Man Sets Out On Legal Mission After Seeing Opioids Destroy His Hometown

A West Virginia lawyer is working to hold major opioid manufacturers legally responsible for their role in the epidemic that has ravaged his home state.

With record-high rates of overdose deaths and babies born with opioid dependence, Huntington, West Virginia is at the heart of the nation’s overdose crisis.

It’s also home to Paul Farrell, a lawyer working to sue major opioid manufacturers, who doesn’t want his town to be grouped into the usual picture of downtrodden rural America. 

“People have been underestimating me for a very long time,” Farrell told MSN. “I’m accustomed to being stereotyped as the Appalachia, redneck hillbilly.”  

Farrell is leading the lawsuits for many West Virginia towns, who are suing big names like Purdue Pharma, Johnson & Johnson, Endo Pharmaceuticals, Teva, and drug distributors.

He says that he has personally seen the toll that opioids have taken on the region. “I have people my age that I know that are addicted to opioids,” Farrell said. “I know people that have children in their early 20s that they have lost.”

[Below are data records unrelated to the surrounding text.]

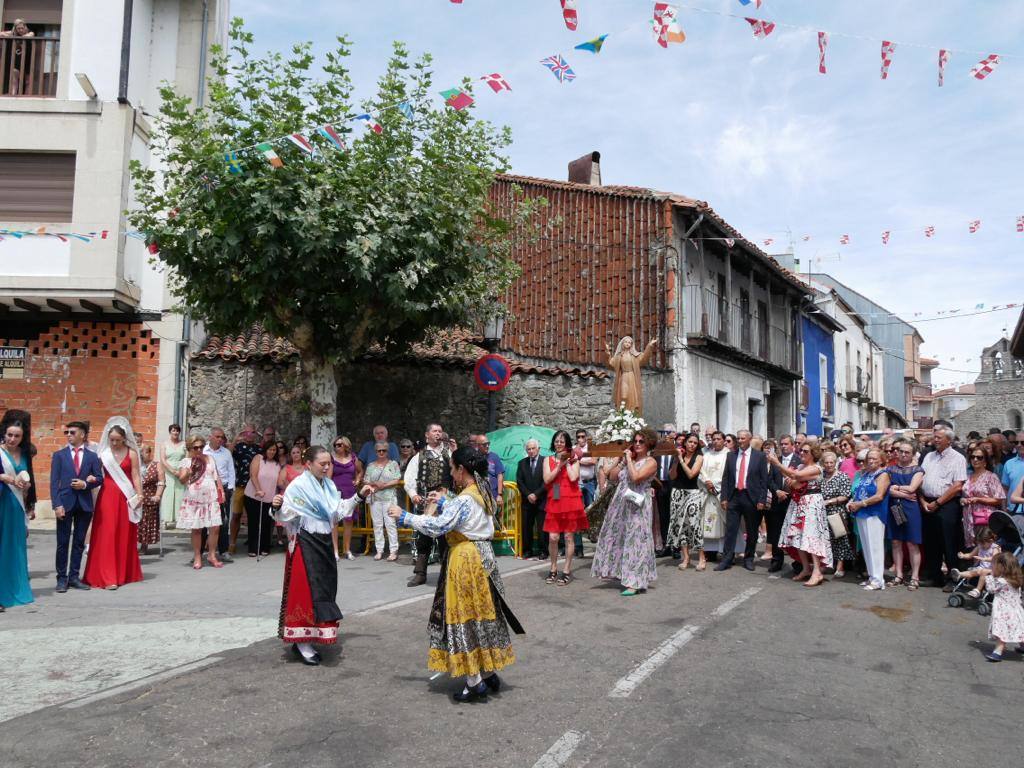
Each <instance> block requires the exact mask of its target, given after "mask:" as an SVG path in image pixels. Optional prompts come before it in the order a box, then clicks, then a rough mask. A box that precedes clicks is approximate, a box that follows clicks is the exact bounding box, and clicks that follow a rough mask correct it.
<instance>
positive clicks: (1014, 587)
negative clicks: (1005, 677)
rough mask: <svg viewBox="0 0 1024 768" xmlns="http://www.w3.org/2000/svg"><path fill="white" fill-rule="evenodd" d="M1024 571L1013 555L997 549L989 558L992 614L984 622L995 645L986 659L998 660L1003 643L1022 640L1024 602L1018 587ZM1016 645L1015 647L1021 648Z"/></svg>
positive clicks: (1001, 653) (1002, 648)
mask: <svg viewBox="0 0 1024 768" xmlns="http://www.w3.org/2000/svg"><path fill="white" fill-rule="evenodd" d="M1022 586H1024V573H1022V572H1021V566H1020V564H1019V563H1018V562H1017V558H1016V557H1014V556H1013V555H1011V554H1010V553H1009V552H1000V553H999V554H997V555H996V556H995V557H994V558H993V559H992V578H991V581H990V582H989V584H988V590H989V592H991V593H992V594H993V595H994V598H993V599H992V617H991V620H990V621H989V623H988V636H989V638H991V639H992V640H994V641H995V647H994V648H992V650H991V651H989V652H988V653H986V654H985V658H987V659H988V660H989V662H1001V660H1002V651H1004V650H1006V647H1007V643H1024V605H1021V587H1022ZM1021 649H1022V648H1021V646H1018V650H1021Z"/></svg>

And yet Farrell isn’t overly sentimental about the crisis—he’s out for revenge. “We eat what we kill,” Farrell said. “I’m stalking. I’m stalking the herd.”

Many of Farrell’s lawsuits hang on public nuisance laws, with his argument essentially being that drug manufacturers and distributors created a massive and costly public nuisance throughout the state. 

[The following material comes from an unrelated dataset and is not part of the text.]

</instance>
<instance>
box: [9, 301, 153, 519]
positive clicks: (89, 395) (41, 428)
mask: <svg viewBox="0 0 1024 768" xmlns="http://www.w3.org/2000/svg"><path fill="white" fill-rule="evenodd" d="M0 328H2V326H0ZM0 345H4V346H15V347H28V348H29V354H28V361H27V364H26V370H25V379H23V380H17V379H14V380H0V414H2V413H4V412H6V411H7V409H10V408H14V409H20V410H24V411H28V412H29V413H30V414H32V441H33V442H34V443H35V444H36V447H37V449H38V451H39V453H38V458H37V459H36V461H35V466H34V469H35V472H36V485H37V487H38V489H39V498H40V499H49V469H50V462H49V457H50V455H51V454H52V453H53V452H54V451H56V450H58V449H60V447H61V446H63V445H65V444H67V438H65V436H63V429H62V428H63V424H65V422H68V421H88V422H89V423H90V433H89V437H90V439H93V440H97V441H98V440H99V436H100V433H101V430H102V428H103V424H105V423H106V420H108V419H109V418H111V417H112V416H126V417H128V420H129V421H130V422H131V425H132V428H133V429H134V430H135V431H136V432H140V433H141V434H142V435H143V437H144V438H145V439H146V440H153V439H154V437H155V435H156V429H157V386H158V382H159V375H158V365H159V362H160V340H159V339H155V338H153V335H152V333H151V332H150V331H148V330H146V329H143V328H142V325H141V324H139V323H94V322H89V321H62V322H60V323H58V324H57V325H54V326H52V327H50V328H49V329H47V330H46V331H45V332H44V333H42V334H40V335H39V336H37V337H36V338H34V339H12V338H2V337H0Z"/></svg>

“If you drop a nuclear bomb right there—boom!—this is the fallout,” Farrell said of the region. 

Paul Hanly, a lawyer who has sued Big Tobacco and is working with Farrell on his suits, said that Farrell is tenacious in defending his region. 

“He’s a gladiator,” Hanly said. “He feels he’s on a mission to correct some wrongs that have adversely affected his state worse than any other state in the nation.”

Farrell is also unapologetic about the potential money that he could make from the lawsuits. The firms filing the suits stand to make up to 25% of their client’s portions of any settlement. With settlements that could reach $50 billion, the payout for lawyers could be significant. 

“Sometimes it’s a feast. Sometimes it’s a famine,” Farrell said.

Farrell started his career in family law, before moving on to the more lucrative role of a plaintiff’s attorney, representing people who had been harmed. “I was writing very large checks to dumbass lawyers, and I thought to myself, ‘I’d like to be one of those dumbasses that gets one of these checks,’” Farrell said.

This time, he’s aiming for a significant payout for the communities that have been impacted. Farrell believes that past settlements between West Virginia and opioid manufacturers have been too small.

“It pissed me off that we got handled like that,” he said.